Zwischen den Jahren 1945 bis 1953 wanderten rund 24.000 Juden nach Israel und Übersee aus. Ferner fielen 1950 jüdische Institutionen wie z.B. Zionistische Vertretungen, Hilfswerke von Joint und ORT und ähnliches, unter das Verbot ausländischer Organisationen.

Und zur allgemeinen Verschärfung der ohnehin schon schwierigen Lage der tschechischen Juden, trug ferner noch der politisch-antisemitische Prozeß vom 20. bis 27 November 1952, gegen Rudolf SLANSKY (1901-1952) bei. Der Hauptangeklagte Slansky, gehörte seit 1921 der Kommunistischen Partei der Tschechoslowakei an und wurde 1929 in das ZK und in das Präsidium der Partei gewählt.

Nach dem Exil in Moskau und dem erfolgreichen Einsatz im slowakischen Nationalaufstand 1944 machte Slansky als Generalsekretär, die KPC zur mitgliederstärksten Partei der CSSR. Sein Rivale, Klemens Gottwald erhielt von Stalin die Zustimmung zur Entmachtung (6.Sept.1951) und Verhaftung (Nov.1951) Slansky's.

Der antisemitisch geprägte Schauprozeß stand übrigens in direktem Zusammenhang mit den ähnlichen Kampagne in der Sowjetunion.

Den Beklagten wurde die Schuld der desolaten Wirtschaftslage und eine, 'titoistische und zionistische', d.h. staatsfeindliche Verschwörung nachgesagt.
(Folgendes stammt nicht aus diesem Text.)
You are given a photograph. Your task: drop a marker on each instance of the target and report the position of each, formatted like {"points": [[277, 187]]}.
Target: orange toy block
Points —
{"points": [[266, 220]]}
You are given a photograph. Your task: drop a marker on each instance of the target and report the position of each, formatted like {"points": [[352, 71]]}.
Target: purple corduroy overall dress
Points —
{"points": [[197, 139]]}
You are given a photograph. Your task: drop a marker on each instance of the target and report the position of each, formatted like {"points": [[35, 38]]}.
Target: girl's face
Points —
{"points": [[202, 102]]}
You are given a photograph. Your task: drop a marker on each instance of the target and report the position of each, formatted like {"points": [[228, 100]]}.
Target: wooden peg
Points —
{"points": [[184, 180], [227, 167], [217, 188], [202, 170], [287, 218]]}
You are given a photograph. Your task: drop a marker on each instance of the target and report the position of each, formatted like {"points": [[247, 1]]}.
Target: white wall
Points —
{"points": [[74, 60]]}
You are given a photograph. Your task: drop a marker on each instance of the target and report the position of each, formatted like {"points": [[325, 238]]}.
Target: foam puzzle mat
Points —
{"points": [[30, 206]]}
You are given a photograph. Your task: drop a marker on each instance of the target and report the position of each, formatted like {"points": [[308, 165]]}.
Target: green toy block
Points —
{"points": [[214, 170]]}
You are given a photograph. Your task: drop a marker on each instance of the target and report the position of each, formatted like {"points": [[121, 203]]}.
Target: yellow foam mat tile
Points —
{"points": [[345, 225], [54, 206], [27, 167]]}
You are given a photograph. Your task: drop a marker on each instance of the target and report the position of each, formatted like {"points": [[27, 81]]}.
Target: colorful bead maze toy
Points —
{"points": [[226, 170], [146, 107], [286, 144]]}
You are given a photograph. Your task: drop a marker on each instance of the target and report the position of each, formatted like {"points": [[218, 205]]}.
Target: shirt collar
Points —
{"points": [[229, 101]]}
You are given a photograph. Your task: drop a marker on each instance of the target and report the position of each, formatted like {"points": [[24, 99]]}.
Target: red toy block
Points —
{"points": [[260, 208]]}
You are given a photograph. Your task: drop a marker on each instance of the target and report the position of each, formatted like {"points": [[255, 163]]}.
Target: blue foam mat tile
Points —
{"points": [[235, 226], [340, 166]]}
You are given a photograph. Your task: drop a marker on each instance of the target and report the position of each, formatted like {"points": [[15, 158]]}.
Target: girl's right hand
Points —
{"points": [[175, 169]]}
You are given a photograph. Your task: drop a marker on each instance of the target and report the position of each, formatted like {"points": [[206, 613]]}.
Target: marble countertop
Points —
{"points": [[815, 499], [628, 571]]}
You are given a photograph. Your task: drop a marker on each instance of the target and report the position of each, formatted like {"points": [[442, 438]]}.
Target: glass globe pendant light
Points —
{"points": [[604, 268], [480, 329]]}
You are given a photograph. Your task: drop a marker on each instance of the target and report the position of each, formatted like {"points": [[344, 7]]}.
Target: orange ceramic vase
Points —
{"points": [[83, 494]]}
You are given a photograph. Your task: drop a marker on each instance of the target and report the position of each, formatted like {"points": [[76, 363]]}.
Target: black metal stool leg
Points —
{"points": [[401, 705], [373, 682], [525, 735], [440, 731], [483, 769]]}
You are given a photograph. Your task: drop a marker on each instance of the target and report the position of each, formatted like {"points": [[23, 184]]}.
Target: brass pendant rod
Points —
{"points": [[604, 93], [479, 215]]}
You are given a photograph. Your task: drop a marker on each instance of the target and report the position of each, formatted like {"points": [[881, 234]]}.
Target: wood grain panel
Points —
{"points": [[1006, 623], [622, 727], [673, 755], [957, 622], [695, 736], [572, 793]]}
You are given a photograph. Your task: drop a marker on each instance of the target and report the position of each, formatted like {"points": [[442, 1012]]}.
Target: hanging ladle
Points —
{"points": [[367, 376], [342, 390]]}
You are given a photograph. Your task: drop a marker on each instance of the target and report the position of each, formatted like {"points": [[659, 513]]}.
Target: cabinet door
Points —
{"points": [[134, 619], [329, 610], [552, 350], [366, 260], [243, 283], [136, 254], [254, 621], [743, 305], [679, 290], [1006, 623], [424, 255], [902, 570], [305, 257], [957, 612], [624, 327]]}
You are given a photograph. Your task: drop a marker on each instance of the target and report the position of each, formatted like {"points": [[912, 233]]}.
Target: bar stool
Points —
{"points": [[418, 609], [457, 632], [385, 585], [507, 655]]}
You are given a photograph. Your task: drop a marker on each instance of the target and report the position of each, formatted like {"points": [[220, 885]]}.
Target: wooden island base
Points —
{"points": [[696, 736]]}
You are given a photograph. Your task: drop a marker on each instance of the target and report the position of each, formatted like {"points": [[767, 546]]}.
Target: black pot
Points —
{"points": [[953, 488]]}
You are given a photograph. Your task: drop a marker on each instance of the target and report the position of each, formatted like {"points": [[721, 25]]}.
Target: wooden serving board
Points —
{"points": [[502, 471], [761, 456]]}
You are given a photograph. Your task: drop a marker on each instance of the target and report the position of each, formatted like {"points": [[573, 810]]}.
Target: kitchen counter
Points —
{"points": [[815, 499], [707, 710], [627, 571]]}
Unter den 14 Angeklagten befanden sich elf Juden. Acht von ihnen wurden zum Tode durch den Strang, andere zu lebenslänglicher Haft verurteilt.

Am 22. Aug. 1963 hob der Oberste Gerichtshof der Tschechoslowakei das Gerichtsurteil zwar auf, aber das weitere Leben der tschechoslowakischen Juden wurde - wie das der anderen osteuropäischen Juden auch - fortan durch die außenpolitische Situation Israels, d.h. durch die isr. Siege dem Sechs-Tage-Krieg (1967) und dem Jom-Kippur-Krieg (1974) sowie durch andere arabisch-palästinensische Konflikte bestimmt.

Heute leben etwa noch 18.ooo Juden in der ehemaligen Tschechoslowakei, verteilt auf die beiden größten Städte Prag mit Umgebung etwa 4.000, Bratislava (Preßburg) mit rund 2.000, gefolgt von Brno (Brünn), Galanta, Karlsbad und Marienbad, Kosice, Ostrawa und Plzen (Pilsen).

Ferner erscheint wieder eine jüdische Monatsschrift in tschechischer und ein Informationsbulletin in englischer Sprache.